Inspired by Kim at Transformity, I thought it might be good to share some tips for parents who are dealing with young men & ladies preparing for life in the real world. In recalling how differently my two oldest girls (who are now both on their own) handled this transforming time in their lives, it really struck me (all over again) just how important it is, to be prepared.
My second oldest daughter was in a high-rebellious stage, during the ages of 14-17, so anything her older sister did, she was going to do just the opposite, unfortunately. She doesn't mind me saying that now, because she's since come to understand it and confess it, and is trying very hard to undo the poor choices she made, in those years.
Our oldest girl Caryn, actually followed the same advice my mom gave me, and that I in turn gave her (more or less, she did add her own twist to things, but that's what we do anyway, so it's all good).
What Caryn did, over the course of the few years before she moved out, has become the pattern for me, to teach the younger girls, and Samuel, when the time comes.
When she was 13, we had a pretty small house, and she didn't have alot of privacy (which is critical for a 13 yr old girl) so I bought her a big footlocker, with a padlock, for her most important private things. For the next few years, that footlocker was her treasure-box. For her 16th birthday, I replaced the footlocker with an intricately carved hope chest. I told her that the hope chest was for her to fill with things that she should begin to store up for herself, for her own house. Sheets, towels, dishes, flatware, anything that would fit in there. (when I was a young girl I knew a family that did this for all 6 of their girls, on their 16th birthdays, and I vowed to do the same, if I ever had girls).
Not long after, Caryn got a job at Canadian Tire. For you non-Canadians, that's a store that has everything from dishes to paint, lugnuts to lampshades, toasters to truck-seat covers. It's a good store. We set up a budget for her, and explained that with each paycheck she would pay a token rent - for no other reason than to get her into the habit of taking care of debts first, when payday comes along. Now this is the part where so many people have had a fit with, when they heard we charged our 17 year old daughter, rent. My mom did the same with me, and my sister, and brother, and it was quite possibly one the best life-lessons mom could have ever prepared me for. I had no issue whatsoever with teaching it to my children at all. Caryn's token rent was 20 bucks a payday - and it was set aside for things I would buy for her, without her ever knowing where the money was being spent. My mom did the same thing. The week before I finally moved out of my mom's house, she took me to K-mart, and with the rent money I'd been paying her, she helped me purchase all the things I still needed, that I didn't have yet. She even pitched in extra, since my list was longer than we thought, at first.
When Caryn would get paid, after paying her token rent, the rest of her paycheck was hers to do with whatever she felt led to do with it. Of course I encouraged her often, to be smart with her money, and spend some of it on things she could fill her hope chest with. She took that advice, far more often than I even realized, at the time. She often used her employee discount, and in store sales, to buy all sorts of things, planning for the future.

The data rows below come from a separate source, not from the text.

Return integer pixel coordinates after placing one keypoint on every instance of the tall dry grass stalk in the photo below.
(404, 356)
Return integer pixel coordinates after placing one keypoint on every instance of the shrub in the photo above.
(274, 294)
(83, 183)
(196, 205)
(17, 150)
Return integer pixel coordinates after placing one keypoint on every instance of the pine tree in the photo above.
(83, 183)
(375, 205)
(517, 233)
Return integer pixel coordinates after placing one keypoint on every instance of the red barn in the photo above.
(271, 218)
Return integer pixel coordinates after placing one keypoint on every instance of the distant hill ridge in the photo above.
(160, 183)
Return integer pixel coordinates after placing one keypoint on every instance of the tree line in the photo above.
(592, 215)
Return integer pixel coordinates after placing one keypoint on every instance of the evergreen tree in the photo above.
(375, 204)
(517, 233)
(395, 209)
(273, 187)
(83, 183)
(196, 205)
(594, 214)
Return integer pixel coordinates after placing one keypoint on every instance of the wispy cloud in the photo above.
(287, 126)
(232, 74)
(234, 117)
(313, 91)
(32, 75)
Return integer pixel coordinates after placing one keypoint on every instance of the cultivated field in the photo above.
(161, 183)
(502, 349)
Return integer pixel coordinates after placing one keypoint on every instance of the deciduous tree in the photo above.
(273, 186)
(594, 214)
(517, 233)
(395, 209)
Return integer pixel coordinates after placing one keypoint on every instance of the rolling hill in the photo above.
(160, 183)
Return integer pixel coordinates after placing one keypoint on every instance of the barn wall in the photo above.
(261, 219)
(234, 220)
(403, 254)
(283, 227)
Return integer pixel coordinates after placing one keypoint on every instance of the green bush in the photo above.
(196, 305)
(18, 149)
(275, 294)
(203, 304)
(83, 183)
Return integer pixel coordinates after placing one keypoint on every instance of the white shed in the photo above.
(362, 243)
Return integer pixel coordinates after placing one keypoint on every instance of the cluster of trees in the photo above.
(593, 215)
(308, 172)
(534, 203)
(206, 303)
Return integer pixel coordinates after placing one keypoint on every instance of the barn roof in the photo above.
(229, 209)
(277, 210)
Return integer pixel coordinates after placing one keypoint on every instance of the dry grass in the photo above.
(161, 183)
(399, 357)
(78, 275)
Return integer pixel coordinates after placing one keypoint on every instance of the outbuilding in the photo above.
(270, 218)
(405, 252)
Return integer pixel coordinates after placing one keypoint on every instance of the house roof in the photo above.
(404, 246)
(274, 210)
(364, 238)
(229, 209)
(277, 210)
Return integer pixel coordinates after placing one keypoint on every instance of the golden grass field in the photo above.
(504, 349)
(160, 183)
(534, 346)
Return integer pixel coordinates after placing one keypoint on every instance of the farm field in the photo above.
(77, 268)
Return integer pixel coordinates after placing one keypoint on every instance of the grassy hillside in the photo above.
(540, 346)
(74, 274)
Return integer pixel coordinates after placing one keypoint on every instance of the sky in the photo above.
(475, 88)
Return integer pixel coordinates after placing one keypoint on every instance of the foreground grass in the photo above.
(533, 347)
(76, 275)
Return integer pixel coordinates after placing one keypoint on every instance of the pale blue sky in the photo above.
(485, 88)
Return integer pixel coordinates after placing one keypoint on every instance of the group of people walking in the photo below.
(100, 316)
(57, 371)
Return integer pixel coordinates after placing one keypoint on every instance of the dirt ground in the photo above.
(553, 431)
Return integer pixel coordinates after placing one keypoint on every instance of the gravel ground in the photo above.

She switched jobs before she finally did move out at 19, but in that time that she worked part time, she managed to purchase almost everything she needed, for her own place! Beginning on her 16th birthday (and Christmases after that) we began buying her the "big" gifts, like a desk, a vcr, tv, etc., so she didn't have to buy those things.
Her bedroom turned into a storeroom, as she had boxes of things stacked up, with home furnishings she'd bought here and there, while she was at home. She did a fantastic job of preparing for the literal needs, of moving out.
I never got to buy that hope chest for our 19 year old. When she turned 16, her rebellion was in full steam, and she was living with us part time, and with friends part time, and we never knew when we'd see her next. She has no idea, but I'm hoping to buy her one this summer, and between now and Christmas, fill it with lovely things for her home - to make up for those lost years (in some little way), for her, and give it to her for Christmas.